Le Parlement soutient la législation de l'UE sur les carburants maritimes pour réduire les émissions
Le Parlement européen a voté mercredi en faveur de la réduction des émissions maritimes en obligeant notamment les grands armateurs à utiliser un pourcentage de carburants verts dérivés de l’hydrogène d’ici 2030 .
Le Parlement européen a voté mercredi (19 octobre) en faveur de la réduction des émissions maritimes en renforçant les limites d’intensité des gaz à effet de serre pour les carburants maritimes et en obligeant les grands armateurs à utiliser un pourcentage de carburants verts dérivés de l’hydrogène d’ici 2030.
La position du Parlement sur la loi FuelEU Maritime a été adoptée lors d’une session plénière à Strasbourg avec 451 voix pour, 137 contre et 54 abstentions.
La législation vise à sevrer le secteur maritime du pétrole lourd, très polluant, en stimulant l’utilisation de carburants à faible teneur en carbone.
Contrairement à sa loi homologue pour l’aviation, la législation de l’UE sur les carburants maritimes ne fixe pas le type de carburant à utiliser, mais plutôt le niveau d’émissions acceptable, qu’elle réduit au fil du temps.
Le rapporteur Jörgen Warborn, un législateur suédois du groupe PPE (centre-droite), a décrit le dossier comme « certainement la voie la plus ambitieuse au monde vers la décarbonation maritime ».
« La position du Parlement garantit la réalisation rapide et efficace de nos objectifs climatiques, en préservant la compétitivité du secteur maritime et en veillant à ce qu’il n’y ait pas de fuite de carbone ni d’emplois quittant l’Europe », a-t-il déclaré.
Il a fait l’éloge de l’approche « technologiquement neutre » soutenue par le Parlement, qui, selon lui, empêchera les régulateurs de « microgérer » la manière dont les émissions sont réalisées.
« Nous laissons aux propriétaires de navires le choix entre l’e-méthanol, l’hydrogène, les biocarburants avancés ou la propulsion éolienne à grande échelle », a-t-il expliqué.
Le secteur maritime de l’UE est responsable de 3 à 4 % des émissions annuelles de l’Union.
Des mesures actualisées
La Commission prévoyait une réduction en ce qui concerne l’intensité en gaz à effet de serre des carburants utilisés dans le transport maritime de 13 % d’ici 2035 et de 75 % d’ici 2050 par rapport aux niveaux de 2020. Les eurodéputés ont cherché à renforcer ces mesures, en optant pour une réduction de 2 % à partir de 2025, de 20 % à partir de 2035 et de 80 % à partir de 2050.

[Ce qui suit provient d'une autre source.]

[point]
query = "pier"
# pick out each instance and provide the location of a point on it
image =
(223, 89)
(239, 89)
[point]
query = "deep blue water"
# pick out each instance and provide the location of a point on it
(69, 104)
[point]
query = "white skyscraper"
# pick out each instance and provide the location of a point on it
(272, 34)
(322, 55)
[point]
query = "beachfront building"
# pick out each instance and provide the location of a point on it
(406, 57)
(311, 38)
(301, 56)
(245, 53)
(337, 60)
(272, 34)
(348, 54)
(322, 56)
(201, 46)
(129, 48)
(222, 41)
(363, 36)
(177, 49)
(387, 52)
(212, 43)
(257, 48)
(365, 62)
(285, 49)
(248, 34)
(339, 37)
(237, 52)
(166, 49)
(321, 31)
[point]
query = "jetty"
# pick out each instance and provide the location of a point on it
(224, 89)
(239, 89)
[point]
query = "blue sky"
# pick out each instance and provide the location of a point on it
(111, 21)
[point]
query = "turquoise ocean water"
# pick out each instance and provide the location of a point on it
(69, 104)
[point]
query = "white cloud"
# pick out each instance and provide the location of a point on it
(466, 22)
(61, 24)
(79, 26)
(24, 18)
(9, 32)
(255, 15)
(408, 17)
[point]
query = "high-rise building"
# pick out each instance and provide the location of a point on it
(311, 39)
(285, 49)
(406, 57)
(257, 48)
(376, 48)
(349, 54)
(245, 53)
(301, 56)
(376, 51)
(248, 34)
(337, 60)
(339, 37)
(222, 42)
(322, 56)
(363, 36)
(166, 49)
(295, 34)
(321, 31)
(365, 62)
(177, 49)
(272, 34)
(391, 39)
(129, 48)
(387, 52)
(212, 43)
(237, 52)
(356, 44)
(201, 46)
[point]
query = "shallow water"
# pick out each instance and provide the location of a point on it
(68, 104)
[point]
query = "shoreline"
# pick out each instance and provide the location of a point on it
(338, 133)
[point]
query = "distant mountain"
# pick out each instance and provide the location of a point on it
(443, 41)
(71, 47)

Si la totalité des navires circulant dans l’UE est soumise à ces objectifs, seule la moitié de l’énergie utilisée par les navires en provenance ou à destination de ports situés en dehors de l’Union sera couverte.
Cette réduction de 50 % s’applique également aux navires en provenance ou à destination des régions ultrapériphériques de l’UE.
Les navires de moins de 5 000 tonnes sont également exemptés, une décision qui, selon M. Warborn, était nécessaire pour protéger les petits armateurs « de charges économiques et bureaucratiques massives ».
« Passer à 4 000 tonnes de jauge brute signifie bien sûr que beaucoup plus de navires seraient couverts par [le règlement], mais nous n’obtiendrions qu’une réduction supplémentaire de 6 % du CO2 », a-t-il expliqué.
M. Warborn a travaillé avec l’eurodéputé socialiste allemand Ismail Ertug, qui est rapporteur pour le dossier du règlement sur les infrastructures de carburants alternatifs (AFIR), afin d’assurer la compatibilité avec FuelEU Maritime.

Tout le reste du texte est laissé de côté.